In an effort to change that, 7 in 10 have increased their investments in the past year, including one-third who have spent significantly more. These investments are being made primarily to scale customer-centered decisions and actions across business functions and to design contextual customer engagements across their journey.
Presumably those business drivers are also looking to combat the main obstacles to real-time customer analytics, which revolve around the legacy systems, data silos and organizational silos that have become a common refrain in data-driven initiatives.
Which Customer Systems Are Critical?
If legacy systems are a hindrance, then it stands to reason that organizations will need to invest in new technologies to achieve their desired real-time customer analytics.
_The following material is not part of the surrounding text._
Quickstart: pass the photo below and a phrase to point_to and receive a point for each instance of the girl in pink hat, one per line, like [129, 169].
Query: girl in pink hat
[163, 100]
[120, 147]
As the report notes, H&R Block took the approach of investing in a new customer relationship management (CRM) system, and then layered other technologies on top of that.
Having the CRM as the foundational system seems to be the consensus viewpoint from the business leaders surveyed, a logical response given the focus on customers and their interactions. Indeed, 73% view the CRM as very important to their organization’s ability to deliver tailored, targeted, and timely interactions today, and 80% see it as being very important in 2 years’ time.
Next on the list is predictive analytics, which 61% view as very important today and 74% as that important in a couple years’ time.
Interestingly, a recent report from Adobe found that while CRM data remains enterprises’ most common approach taken to augmenting data-driven marketing, reliance on CRM data is diminishing in favor of increasing use of predictive analytics.
Meanwhile the SAS and HBR study finds that social media monitoring is almost as important as predictive analytics today, and will continue to be over the next couple of years.
Among the other systems predicted to grow in importance over the next couple of years are text analytics, intelligent assistants/chat bots, and speech/voice analytics.
While it may seem that there’s a lot of complexity to managing those technologies, the payoffs are large. A majority (58%) of organizations have already seen significant increases in customer retention/loyalty as a result of their use of customer analytics, and around half have also significantly improved their understanding and strength of the customer journey.
Perhaps most importantly, 44% have enjoyed significant growth and revenue generation.
About the Data: The results are based on a survey of 560 business leaders at companies with more than 500 employees (54% at companies with at least 10,000 employees). Respondents came from a variety of industry sectors and job functions, with the North Americans (37%) and EMEA (35%) regions most heavily represented.